A crise de 1975 resultou numa proposta de emenda à Constituição que o Congresso se recusou a julgar. O impasse foi resolvido com o famigerado Pacote de Abril, de 1977. Na realidade atual, de relações ruins entre os poderes, o cenário é mais desalentador ainda. “Precisamos fazer um mutirão, olhar para o nosso acervo e trabalhar com isso. Não podemos mais discutir em tese, em busca de soluções mágicas”, conclama Gilmar Mendes.

O ministro Dias Toffoli concorda. Também acredita que o foco deve ser o estoque de processos, mas não gosta muito da ideia de se mudar procedimentos. Para ele, o sistema é bom e funciona, mas é preciso que todos se conscientizem da necessidade de fazer a roda girar – logo ele, que há menos de cinco anos chamava o Plenário de “roda presa”. “A medida é julgar as repercussões”, diz Toffoli, quase desconcertado com a simplicidade da proposta.

No balanço de seus oito anos de Supremo, Toffoli contabiliza 74 casos de repercussão geral, dos quais 34 foram julgados e 12 estão com o voto pronto, esperando ser incluídos em pauta. Faltam 18, “mas não adianta muito eu deixá-los prontos se não tem espaço na pauta para os outros 12 que já estão liberados”, diz.

Dias Toffoli afirma que o STF vem tomando medidas para tentar resolver os entraves do sistema. Entre elas, destaca a decisão de que o sobrestamento não é consequência automática do reconhecimento da repercussão geral, mas depende de decisão do tribunal, o que depois foi transformado em lei com o Código de Processo Civil. E o aprofundamento do uso do Plenário Virtual, hoje usado para, além de avaliar a existência de repercussão, decidir agravos e embargos.

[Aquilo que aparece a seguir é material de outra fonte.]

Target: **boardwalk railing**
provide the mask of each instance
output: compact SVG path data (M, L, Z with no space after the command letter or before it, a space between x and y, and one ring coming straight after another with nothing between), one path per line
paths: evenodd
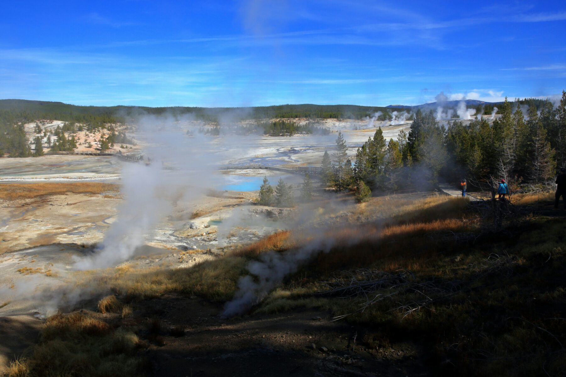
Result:
M117 150L62 150L58 151L49 151L46 152L45 154L49 155L70 155L78 154L84 156L115 156L123 160L127 161L143 161L142 156L132 156L128 154L124 154L122 152ZM147 162L149 162L148 161Z

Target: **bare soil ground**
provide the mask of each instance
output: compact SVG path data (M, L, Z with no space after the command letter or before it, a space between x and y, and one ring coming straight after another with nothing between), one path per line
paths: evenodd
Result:
M220 305L174 294L143 307L136 315L162 323L162 345L145 352L155 376L428 375L418 345L370 348L362 340L367 329L330 322L326 311L223 319Z

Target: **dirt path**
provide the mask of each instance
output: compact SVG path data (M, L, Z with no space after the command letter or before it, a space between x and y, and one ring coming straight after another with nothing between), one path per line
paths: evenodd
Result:
M162 321L164 344L145 352L155 376L426 376L414 345L366 346L370 329L295 310L222 319L221 307L169 295L144 303ZM149 309L151 308L151 309ZM175 337L169 329L181 327Z

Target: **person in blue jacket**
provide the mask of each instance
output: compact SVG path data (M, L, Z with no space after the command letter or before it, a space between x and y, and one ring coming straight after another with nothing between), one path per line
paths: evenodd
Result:
M499 197L498 198L499 200L501 200L501 198L505 199L505 196L509 193L509 186L505 183L504 179L501 180L501 182L499 183L499 188L498 189L497 193L499 194Z

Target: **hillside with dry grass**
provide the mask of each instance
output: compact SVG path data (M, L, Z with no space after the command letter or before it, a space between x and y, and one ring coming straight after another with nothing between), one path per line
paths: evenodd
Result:
M320 223L331 225L317 232L331 247L231 318L218 314L249 263L297 252L316 232L276 233L188 268L132 262L77 272L79 285L112 294L85 303L91 310L48 319L10 375L181 375L193 367L213 375L222 365L237 368L231 357L214 366L202 358L225 355L236 334L230 354L245 361L275 349L311 366L297 375L323 367L337 375L560 375L566 223L537 214L533 206L548 200L517 197L520 221L489 232L468 202L446 197L374 198L336 218L321 213ZM231 370L246 375L243 368Z

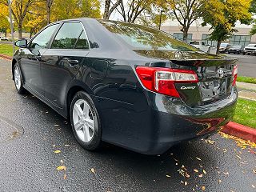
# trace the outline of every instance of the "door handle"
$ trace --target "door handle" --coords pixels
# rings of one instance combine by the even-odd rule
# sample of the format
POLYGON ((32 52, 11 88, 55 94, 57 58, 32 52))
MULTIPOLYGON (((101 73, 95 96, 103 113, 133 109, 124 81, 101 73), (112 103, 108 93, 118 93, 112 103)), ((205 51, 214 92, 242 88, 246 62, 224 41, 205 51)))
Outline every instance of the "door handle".
POLYGON ((79 63, 78 60, 68 59, 67 62, 70 63, 70 66, 74 66, 78 65, 79 63))
POLYGON ((42 56, 41 55, 37 55, 35 56, 35 58, 38 60, 38 61, 40 61, 42 59, 42 56))

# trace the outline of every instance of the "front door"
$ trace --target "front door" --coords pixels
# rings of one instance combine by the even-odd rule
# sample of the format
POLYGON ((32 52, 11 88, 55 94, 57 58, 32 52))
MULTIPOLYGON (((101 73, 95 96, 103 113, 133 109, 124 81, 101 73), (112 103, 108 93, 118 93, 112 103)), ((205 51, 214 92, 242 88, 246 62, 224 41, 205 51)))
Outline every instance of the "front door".
POLYGON ((62 108, 69 84, 89 53, 89 42, 80 22, 64 22, 42 55, 42 77, 45 96, 62 108))
POLYGON ((29 43, 28 48, 22 50, 24 56, 21 60, 21 70, 25 86, 41 95, 44 94, 40 69, 42 55, 46 50, 51 35, 58 26, 54 24, 42 30, 29 43))

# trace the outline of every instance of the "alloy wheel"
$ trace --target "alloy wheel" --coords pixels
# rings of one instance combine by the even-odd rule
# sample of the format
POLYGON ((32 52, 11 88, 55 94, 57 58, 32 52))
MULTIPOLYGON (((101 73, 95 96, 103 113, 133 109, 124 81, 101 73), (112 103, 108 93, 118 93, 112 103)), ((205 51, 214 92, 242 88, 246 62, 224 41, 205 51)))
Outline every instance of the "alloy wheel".
POLYGON ((74 105, 73 123, 78 138, 90 142, 94 134, 95 121, 91 107, 84 99, 78 99, 74 105))

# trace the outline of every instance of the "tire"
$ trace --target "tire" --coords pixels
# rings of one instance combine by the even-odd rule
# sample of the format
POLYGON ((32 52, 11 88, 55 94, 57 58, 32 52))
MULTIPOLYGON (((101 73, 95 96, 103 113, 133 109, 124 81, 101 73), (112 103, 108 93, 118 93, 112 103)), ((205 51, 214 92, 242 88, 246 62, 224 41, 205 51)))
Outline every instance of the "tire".
POLYGON ((14 81, 15 88, 18 94, 26 94, 26 91, 23 87, 23 79, 19 66, 16 62, 14 66, 14 81))
POLYGON ((78 142, 87 150, 98 150, 102 142, 101 122, 92 98, 86 92, 79 91, 74 95, 70 117, 78 142))

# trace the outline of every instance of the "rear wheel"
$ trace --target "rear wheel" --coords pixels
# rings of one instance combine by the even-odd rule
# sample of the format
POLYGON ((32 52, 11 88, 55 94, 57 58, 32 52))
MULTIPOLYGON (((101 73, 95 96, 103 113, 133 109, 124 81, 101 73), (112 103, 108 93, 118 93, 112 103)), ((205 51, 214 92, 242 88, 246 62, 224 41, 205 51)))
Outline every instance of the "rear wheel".
POLYGON ((86 92, 79 91, 74 95, 70 116, 78 143, 86 150, 98 150, 102 140, 100 119, 93 100, 86 92))
POLYGON ((18 63, 16 63, 14 67, 14 80, 18 93, 25 94, 26 90, 23 88, 22 73, 18 63))

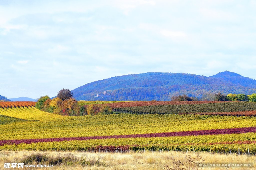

A julgar pelos números absolutos, Toffoli tem razão: o Supremo está mais dinâmico do que sempre foi. Em 2017, julgou 126,5 mil processos, alta de 13,7% em relação aos 117,4 mil julgados em 2016. A estatística também mostra que a proporção de decisões monocráticas vem aumentando à medida que a produção do colegiado vem diminuindo: em 2016, 12% das decisões do tribunal foram colegiadas; no ano seguinte, 10%. Em 2016 foram 13 mil decisões colegiadas, contra 12,9 mil registradas um ano depois. “Causa perplexidade”, diz o ministro Gilmar Mendes.